An expenditure which fails to meet one or more of these three tests does not qualify as an organizational expense for purposes of section 709(b) and this section. To satisfy the statutory requirement described in paragraph (a)(1) of this section, the expense must be incurred during the period beginning at a point which is a reasonable time before the partnership begins business and ending with the date prescribed by law for filing the partnership return (determined without regard to any extensions of time) for the taxable year the partnership begins business. In addition, the expenses must be for creation of the partnership and not for operation or starting operation of the partnership trade or business. To satisfy the statutory requirement described in paragraph (a)(3) of this section, the expense must be for an item of a nature normally expected to benefit the partnership throughout the entire life of the partnership. The following are examples of organizational expenses within the meaning of section 709 and this section: Legal fees for services incident to the organization of the partnership, such as negotiation and preparation of a partnership agreement; accounting fees for services incident to the organization of the partnership; and filing fees. The following are examples of expenses that are not organizational expenses within the meaning of section 709 and this section (regardless of how the partnership characterizes them): Expenses connected with acquiring assets for the partnership or transferring assets to the partnership; expenses connected with the admission or removal of partners other than at the time the partnership is first organized; expenses connected with a contract relating to the operation of the partnership trade or business (even where the contract is between the partnership and one of its members); and syndication expenses.
(b) Syndication expenses. Syndication expenses are expenses connected with the issuing and marketing of interests in the partnership. Examples of syndication expenses are brokerage fees; registration fees; legal fees of the underwriter or placement agent and the issuer (the general partner or the partnership) for securities advice and for advice pertaining to the adequacy of tax disclosures in the prospectus or placement memorandum for securities law purposes; accounting fees for preparation of representations to be included in the offering materials; and printing costs of the prospectus, placement memorandum, and other selling and promotional material. These expenses are not subject to the election under section 709(b) and must be capitalized.
(c) Beginning business. The determination of the date a partnership begins business for purposes of section 709 presents a question of fact that must be determined in each case in light of all the circumstances of the particular case. Ordinarily, a partnership begins business when it starts the business operations for which it was organized. The mere signing of a partnership agreement is not alone sufficient to show the beginning of business.
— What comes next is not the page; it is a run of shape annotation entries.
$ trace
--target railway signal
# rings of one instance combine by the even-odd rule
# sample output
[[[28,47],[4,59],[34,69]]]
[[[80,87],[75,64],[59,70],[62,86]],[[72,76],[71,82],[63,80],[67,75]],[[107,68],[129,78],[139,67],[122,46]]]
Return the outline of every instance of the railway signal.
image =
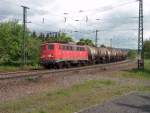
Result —
[[[27,56],[25,51],[25,35],[26,35],[26,23],[27,23],[27,9],[29,9],[27,6],[21,6],[23,8],[23,39],[22,39],[22,66],[24,66],[27,63]]]
[[[144,69],[143,0],[137,0],[137,1],[139,1],[138,69]]]

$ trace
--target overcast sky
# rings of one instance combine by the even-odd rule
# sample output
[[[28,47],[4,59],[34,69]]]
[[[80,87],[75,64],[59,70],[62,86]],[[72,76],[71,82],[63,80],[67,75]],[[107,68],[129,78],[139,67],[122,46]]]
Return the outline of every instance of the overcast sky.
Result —
[[[75,40],[95,39],[113,47],[137,48],[136,0],[0,0],[0,21],[22,21],[21,5],[28,6],[28,28],[48,33],[64,31]],[[64,13],[67,13],[65,15]],[[44,18],[44,21],[43,21]],[[65,22],[66,18],[66,22]],[[100,19],[100,20],[96,20]],[[75,21],[78,20],[78,21]],[[150,0],[144,0],[144,38],[150,37]],[[74,32],[79,31],[79,32]]]

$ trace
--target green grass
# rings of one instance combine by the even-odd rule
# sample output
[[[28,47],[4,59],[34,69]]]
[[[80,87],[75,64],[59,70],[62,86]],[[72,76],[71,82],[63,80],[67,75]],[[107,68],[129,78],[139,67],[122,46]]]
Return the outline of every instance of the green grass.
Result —
[[[0,103],[2,113],[72,113],[132,88],[122,87],[110,80],[91,80],[67,89],[45,92],[15,101]]]
[[[132,77],[149,79],[150,60],[145,61],[145,70],[117,73],[121,79]],[[28,79],[32,81],[32,78]],[[14,101],[0,102],[0,113],[73,113],[130,91],[150,91],[150,87],[141,83],[123,84],[112,80],[90,80],[66,89],[46,91]]]

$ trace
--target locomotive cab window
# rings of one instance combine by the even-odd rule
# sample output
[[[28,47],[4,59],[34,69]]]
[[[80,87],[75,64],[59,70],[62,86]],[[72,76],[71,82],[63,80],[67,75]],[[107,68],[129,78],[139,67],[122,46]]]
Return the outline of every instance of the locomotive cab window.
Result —
[[[48,44],[48,50],[52,50],[54,49],[54,45],[53,44]]]

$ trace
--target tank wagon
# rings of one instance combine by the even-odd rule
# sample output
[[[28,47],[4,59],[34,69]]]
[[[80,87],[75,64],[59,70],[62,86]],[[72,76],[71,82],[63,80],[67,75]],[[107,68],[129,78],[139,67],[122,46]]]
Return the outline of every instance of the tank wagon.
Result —
[[[40,64],[45,68],[89,65],[125,60],[127,53],[112,48],[80,46],[75,44],[43,43]]]

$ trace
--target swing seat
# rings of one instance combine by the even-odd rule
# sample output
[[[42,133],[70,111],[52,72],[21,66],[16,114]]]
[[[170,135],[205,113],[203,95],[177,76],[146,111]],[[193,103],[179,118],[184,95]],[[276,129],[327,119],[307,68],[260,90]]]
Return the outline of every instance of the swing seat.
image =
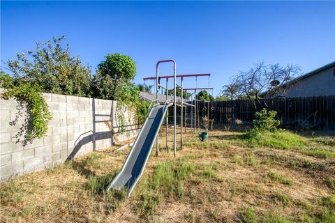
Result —
[[[202,141],[205,141],[208,138],[208,134],[206,132],[202,132],[199,133],[199,139]]]

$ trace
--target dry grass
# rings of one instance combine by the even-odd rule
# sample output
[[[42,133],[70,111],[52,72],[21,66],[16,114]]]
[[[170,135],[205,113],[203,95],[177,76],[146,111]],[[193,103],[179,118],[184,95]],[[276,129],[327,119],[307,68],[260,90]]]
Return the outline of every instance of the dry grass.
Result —
[[[153,151],[127,199],[103,193],[129,151],[112,147],[2,183],[1,222],[334,222],[334,142],[290,133],[251,142],[220,131],[201,142],[190,132],[177,157]]]

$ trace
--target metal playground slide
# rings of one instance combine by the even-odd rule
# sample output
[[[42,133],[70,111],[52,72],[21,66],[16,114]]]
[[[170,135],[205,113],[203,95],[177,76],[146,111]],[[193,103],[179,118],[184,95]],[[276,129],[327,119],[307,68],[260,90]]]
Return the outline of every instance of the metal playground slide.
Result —
[[[122,169],[107,187],[105,192],[111,188],[126,189],[128,197],[130,196],[143,173],[166,110],[172,105],[167,102],[164,105],[156,104],[150,110]]]

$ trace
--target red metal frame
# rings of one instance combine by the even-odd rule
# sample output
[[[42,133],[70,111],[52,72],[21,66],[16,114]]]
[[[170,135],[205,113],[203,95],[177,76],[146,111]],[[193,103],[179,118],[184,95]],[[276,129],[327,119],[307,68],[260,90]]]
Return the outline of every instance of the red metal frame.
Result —
[[[200,76],[211,76],[211,74],[178,75],[176,75],[176,77],[200,77]],[[159,79],[162,79],[162,78],[169,79],[169,78],[173,78],[174,77],[174,76],[173,76],[173,75],[161,76],[161,77],[159,77]],[[144,78],[143,78],[143,80],[146,81],[146,80],[148,80],[148,79],[155,79],[156,78],[157,78],[157,77],[144,77]]]
[[[193,89],[183,89],[184,91],[191,90],[213,90],[213,88],[193,88]]]

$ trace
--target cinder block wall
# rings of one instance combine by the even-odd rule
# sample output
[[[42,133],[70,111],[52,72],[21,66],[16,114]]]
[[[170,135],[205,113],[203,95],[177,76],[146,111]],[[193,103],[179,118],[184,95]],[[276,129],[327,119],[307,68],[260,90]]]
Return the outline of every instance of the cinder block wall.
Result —
[[[17,137],[24,122],[25,113],[17,117],[18,103],[0,98],[0,180],[15,174],[43,169],[67,159],[107,148],[114,139],[110,126],[117,127],[117,102],[83,97],[44,93],[52,112],[48,132],[24,146],[23,136]],[[127,125],[133,114],[122,107]],[[13,125],[13,121],[17,119]],[[108,123],[110,128],[108,127]],[[134,137],[133,130],[117,134],[117,140]],[[117,132],[119,128],[114,128]]]

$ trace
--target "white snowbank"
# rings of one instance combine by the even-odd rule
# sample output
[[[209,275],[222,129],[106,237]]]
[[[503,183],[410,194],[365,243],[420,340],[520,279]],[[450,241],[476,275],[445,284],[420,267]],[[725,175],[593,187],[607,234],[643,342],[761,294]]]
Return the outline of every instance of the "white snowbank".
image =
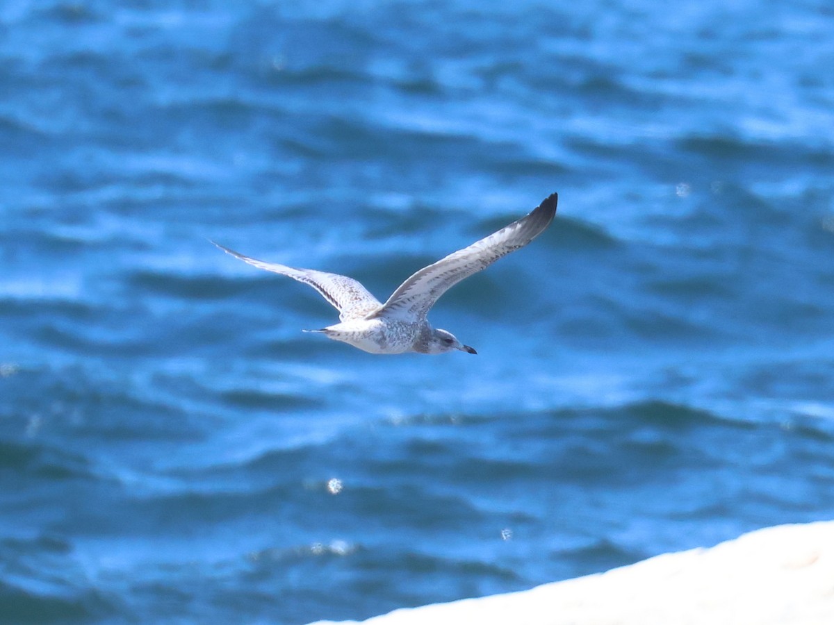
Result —
[[[711,548],[666,553],[520,592],[395,610],[362,622],[831,625],[834,521],[767,528]]]

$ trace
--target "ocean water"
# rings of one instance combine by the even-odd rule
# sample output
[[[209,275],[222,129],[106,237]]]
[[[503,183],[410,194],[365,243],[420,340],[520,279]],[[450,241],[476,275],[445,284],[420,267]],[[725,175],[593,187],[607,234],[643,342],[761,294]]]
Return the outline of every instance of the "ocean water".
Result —
[[[0,622],[364,618],[834,518],[824,0],[0,2]],[[430,316],[384,298],[554,191]]]

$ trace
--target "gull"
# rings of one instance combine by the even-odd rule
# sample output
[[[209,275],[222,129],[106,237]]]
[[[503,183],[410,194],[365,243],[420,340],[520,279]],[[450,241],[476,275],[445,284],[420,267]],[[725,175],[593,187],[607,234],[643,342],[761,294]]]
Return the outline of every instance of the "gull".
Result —
[[[250,265],[309,284],[339,311],[340,322],[305,332],[323,332],[329,338],[370,353],[435,354],[453,349],[477,353],[451,332],[433,328],[427,318],[429,311],[441,295],[459,282],[525,247],[541,234],[553,221],[558,199],[557,194],[553,193],[518,221],[424,267],[400,284],[385,303],[377,300],[352,278],[265,262],[211,242]]]

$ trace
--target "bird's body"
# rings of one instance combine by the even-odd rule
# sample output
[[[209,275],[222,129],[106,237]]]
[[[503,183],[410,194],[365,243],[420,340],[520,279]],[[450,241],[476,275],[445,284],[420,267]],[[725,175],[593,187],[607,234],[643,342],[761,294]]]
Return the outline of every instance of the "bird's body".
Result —
[[[264,262],[214,243],[227,253],[261,269],[309,284],[339,312],[339,323],[319,332],[370,353],[476,353],[453,334],[429,323],[429,310],[449,288],[510,252],[523,248],[553,221],[557,196],[547,198],[529,215],[496,232],[425,267],[409,278],[384,303],[359,282],[338,273]]]

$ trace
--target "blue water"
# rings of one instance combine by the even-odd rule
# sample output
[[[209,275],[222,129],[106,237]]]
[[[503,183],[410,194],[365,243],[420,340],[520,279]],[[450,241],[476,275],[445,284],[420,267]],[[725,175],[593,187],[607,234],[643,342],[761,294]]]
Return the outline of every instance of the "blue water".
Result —
[[[0,621],[305,623],[834,518],[825,0],[0,3]],[[303,334],[554,191],[478,356]]]

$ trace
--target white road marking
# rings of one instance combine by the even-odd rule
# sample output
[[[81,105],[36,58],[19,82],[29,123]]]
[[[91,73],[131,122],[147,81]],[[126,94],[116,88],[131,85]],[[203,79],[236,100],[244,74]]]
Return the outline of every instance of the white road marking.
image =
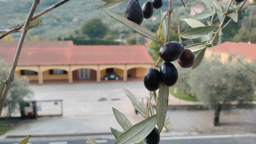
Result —
[[[67,141],[50,142],[49,144],[67,144]]]
[[[98,143],[99,144],[108,143],[108,140],[95,140],[94,141]],[[88,142],[88,141],[86,141],[86,144],[89,143],[89,142]]]
[[[248,134],[242,135],[216,135],[201,136],[175,136],[172,137],[162,137],[161,140],[188,140],[191,139],[207,139],[222,138],[233,137],[247,137],[249,136],[256,136],[256,134]]]

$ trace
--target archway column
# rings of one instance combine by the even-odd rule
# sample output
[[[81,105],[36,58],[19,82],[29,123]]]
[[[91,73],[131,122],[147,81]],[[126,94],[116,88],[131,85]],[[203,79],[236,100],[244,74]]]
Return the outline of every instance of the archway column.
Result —
[[[72,73],[72,71],[71,70],[71,66],[69,65],[69,70],[68,72],[68,78],[69,78],[69,84],[73,84],[73,75]]]
[[[41,67],[40,66],[38,66],[38,69],[39,69],[39,71],[38,73],[38,84],[43,84],[43,72],[41,71]]]
[[[98,65],[98,70],[97,71],[96,79],[97,83],[100,83],[100,65]]]
[[[124,65],[124,81],[127,81],[127,69],[126,68],[126,64]]]

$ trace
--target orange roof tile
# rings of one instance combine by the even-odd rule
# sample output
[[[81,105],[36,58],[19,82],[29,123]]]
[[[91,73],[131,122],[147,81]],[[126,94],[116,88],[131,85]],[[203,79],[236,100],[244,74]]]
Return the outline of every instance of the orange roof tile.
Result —
[[[11,64],[17,45],[17,42],[0,42],[0,59]],[[152,63],[143,45],[73,45],[69,41],[27,41],[24,43],[18,65]]]
[[[212,47],[207,49],[211,51],[212,50]],[[215,45],[214,50],[214,51],[220,52],[227,53],[230,52],[233,55],[245,56],[250,59],[256,59],[256,44],[226,41]]]

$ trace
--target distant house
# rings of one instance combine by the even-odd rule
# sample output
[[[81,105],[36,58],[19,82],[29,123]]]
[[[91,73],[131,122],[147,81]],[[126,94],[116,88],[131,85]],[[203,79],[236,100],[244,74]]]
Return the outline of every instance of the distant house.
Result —
[[[212,47],[206,49],[205,53],[206,57],[210,58],[213,55],[219,56],[222,63],[236,61],[232,55],[237,58],[244,58],[249,62],[256,60],[256,44],[225,41],[215,45],[213,51]]]
[[[194,16],[197,13],[201,13],[205,11],[205,7],[200,4],[196,4],[190,7],[190,15]]]
[[[11,65],[18,41],[1,41],[0,59]],[[124,81],[143,77],[153,61],[143,45],[74,45],[71,41],[24,43],[15,73],[42,84],[62,80],[100,82],[115,72]]]

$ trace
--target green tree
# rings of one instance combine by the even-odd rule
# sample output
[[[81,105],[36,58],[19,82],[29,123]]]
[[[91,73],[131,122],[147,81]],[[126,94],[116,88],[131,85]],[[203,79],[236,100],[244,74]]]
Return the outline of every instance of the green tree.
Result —
[[[0,80],[5,79],[8,73],[8,66],[4,61],[0,61]],[[11,85],[4,103],[4,107],[7,108],[9,117],[11,117],[11,113],[15,110],[23,105],[24,98],[29,98],[32,95],[33,93],[28,85],[27,79],[19,79],[15,75],[14,80]]]
[[[219,123],[221,111],[229,109],[230,102],[244,96],[238,100],[238,105],[252,100],[255,74],[238,62],[222,64],[218,59],[205,60],[192,71],[190,77],[189,85],[199,100],[214,111],[214,125]]]
[[[103,24],[101,19],[98,17],[89,19],[81,26],[82,33],[90,38],[102,38],[108,29],[108,27]]]

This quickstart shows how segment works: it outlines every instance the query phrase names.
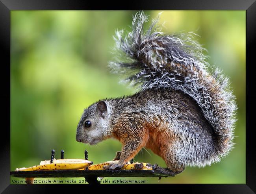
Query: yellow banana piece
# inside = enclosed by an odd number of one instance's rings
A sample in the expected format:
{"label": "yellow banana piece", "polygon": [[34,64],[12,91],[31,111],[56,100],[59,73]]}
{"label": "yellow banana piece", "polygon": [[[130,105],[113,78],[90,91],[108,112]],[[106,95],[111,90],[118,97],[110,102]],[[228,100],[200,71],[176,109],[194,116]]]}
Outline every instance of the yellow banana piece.
{"label": "yellow banana piece", "polygon": [[16,168],[16,171],[34,170],[78,170],[84,168],[93,164],[93,162],[81,159],[54,159],[52,163],[50,160],[42,161],[40,164],[29,168]]}
{"label": "yellow banana piece", "polygon": [[[97,164],[92,165],[88,167],[88,170],[104,170],[103,166],[112,164],[118,164],[118,160],[115,160],[112,161],[108,161],[104,163],[101,163]],[[152,170],[152,168],[150,166],[147,166],[147,163],[139,163],[136,162],[133,164],[128,163],[127,164],[125,164],[121,170]],[[84,169],[81,169],[84,170]]]}
{"label": "yellow banana piece", "polygon": [[[104,166],[108,166],[108,165],[111,164],[117,164],[119,161],[115,160],[112,161],[108,161],[104,163],[101,163],[97,164],[92,165],[88,167],[88,170],[104,170],[103,169]],[[81,169],[83,170],[83,169]]]}

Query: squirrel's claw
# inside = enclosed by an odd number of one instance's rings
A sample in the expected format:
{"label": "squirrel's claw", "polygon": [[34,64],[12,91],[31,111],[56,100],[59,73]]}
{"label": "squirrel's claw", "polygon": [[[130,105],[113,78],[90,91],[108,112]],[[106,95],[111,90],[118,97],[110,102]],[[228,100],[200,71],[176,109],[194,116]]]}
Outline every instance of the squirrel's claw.
{"label": "squirrel's claw", "polygon": [[123,166],[123,165],[120,165],[117,164],[112,164],[107,166],[103,166],[103,168],[105,170],[120,170]]}

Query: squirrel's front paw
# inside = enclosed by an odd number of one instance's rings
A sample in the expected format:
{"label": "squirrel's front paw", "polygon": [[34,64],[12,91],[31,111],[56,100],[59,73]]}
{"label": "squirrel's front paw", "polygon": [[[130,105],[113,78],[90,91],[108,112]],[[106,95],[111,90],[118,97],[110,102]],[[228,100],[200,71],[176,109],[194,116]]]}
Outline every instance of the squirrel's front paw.
{"label": "squirrel's front paw", "polygon": [[118,164],[112,164],[107,166],[103,166],[103,168],[105,170],[120,170],[124,166],[123,165]]}

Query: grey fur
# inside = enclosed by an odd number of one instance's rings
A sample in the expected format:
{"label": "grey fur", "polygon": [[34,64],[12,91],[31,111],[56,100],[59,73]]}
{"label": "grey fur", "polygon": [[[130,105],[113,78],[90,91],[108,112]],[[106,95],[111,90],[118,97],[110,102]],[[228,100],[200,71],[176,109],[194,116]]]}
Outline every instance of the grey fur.
{"label": "grey fur", "polygon": [[[229,80],[218,68],[212,75],[207,71],[210,65],[202,52],[205,49],[194,40],[195,34],[164,35],[157,31],[158,20],[153,20],[149,28],[144,31],[148,17],[141,12],[134,16],[132,31],[128,35],[124,37],[123,31],[117,31],[116,50],[124,54],[125,60],[124,62],[121,56],[109,65],[118,73],[133,70],[124,81],[139,85],[142,90],[170,88],[192,97],[220,136],[217,152],[219,156],[224,156],[233,145],[237,109]],[[227,138],[228,140],[224,143]]]}
{"label": "grey fur", "polygon": [[[102,106],[98,102],[85,109],[77,140],[95,144],[126,137],[121,140],[121,164],[145,146],[161,157],[174,174],[187,165],[219,161],[233,145],[237,107],[228,79],[217,69],[212,74],[207,70],[205,49],[193,40],[193,33],[165,35],[157,31],[158,19],[144,31],[147,21],[139,13],[132,32],[126,37],[123,31],[117,32],[119,57],[109,63],[113,72],[129,75],[124,81],[140,91],[103,100],[107,106],[103,113],[97,111]],[[90,127],[85,127],[86,120],[91,122]],[[156,136],[143,139],[152,129]]]}

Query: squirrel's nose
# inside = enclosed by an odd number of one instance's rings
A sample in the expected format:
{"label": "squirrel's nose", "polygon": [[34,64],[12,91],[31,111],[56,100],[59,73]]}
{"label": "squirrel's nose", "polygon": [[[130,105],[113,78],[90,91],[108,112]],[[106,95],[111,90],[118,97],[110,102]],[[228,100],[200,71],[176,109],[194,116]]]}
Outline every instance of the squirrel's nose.
{"label": "squirrel's nose", "polygon": [[81,139],[79,138],[79,137],[76,135],[76,141],[78,141],[78,142],[82,142],[82,140],[81,140]]}

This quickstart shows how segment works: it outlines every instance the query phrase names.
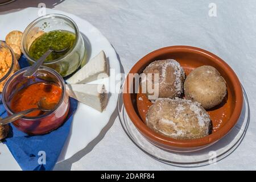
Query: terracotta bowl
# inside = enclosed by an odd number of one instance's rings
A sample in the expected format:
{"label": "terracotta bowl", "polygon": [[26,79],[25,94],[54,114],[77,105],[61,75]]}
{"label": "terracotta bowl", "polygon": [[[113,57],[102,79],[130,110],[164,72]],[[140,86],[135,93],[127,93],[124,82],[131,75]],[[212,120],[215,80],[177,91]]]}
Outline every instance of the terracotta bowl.
{"label": "terracotta bowl", "polygon": [[[221,58],[205,50],[189,46],[171,46],[153,51],[138,61],[129,73],[141,73],[150,63],[167,59],[178,61],[187,76],[193,69],[208,65],[216,68],[224,78],[228,88],[227,96],[220,105],[207,110],[212,121],[212,133],[199,139],[181,140],[164,136],[150,129],[146,126],[145,120],[148,106],[152,104],[146,94],[136,93],[138,92],[135,90],[134,79],[129,76],[126,78],[123,90],[127,113],[139,132],[159,147],[172,151],[189,152],[208,147],[226,135],[239,119],[243,105],[240,82],[232,69]],[[142,100],[139,100],[139,97]]]}

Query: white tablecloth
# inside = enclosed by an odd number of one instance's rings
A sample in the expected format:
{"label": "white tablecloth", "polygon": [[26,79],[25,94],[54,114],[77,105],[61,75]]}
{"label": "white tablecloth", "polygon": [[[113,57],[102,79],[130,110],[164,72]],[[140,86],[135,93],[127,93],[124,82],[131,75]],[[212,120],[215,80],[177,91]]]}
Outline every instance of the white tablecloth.
{"label": "white tablecloth", "polygon": [[[255,1],[19,0],[0,7],[0,11],[37,7],[43,1],[47,7],[75,14],[97,27],[115,48],[126,73],[142,56],[163,47],[189,45],[216,54],[237,74],[251,111],[242,143],[215,165],[183,168],[156,161],[133,144],[114,117],[97,138],[55,169],[256,169]],[[216,5],[217,16],[209,15],[211,3]]]}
If the activities of the partnership have advanced to the extent necessary to establish the nature of its business operations, it will be deemed to have begun business. Accordingly, the acquisition of operating assets which are necessary to the type of business contemplated may constitute beginning business for these purposes. The term "operating assets", as used herein, means assets that are in a state of readiness to be placed in service within a reasonable period following their acquisition.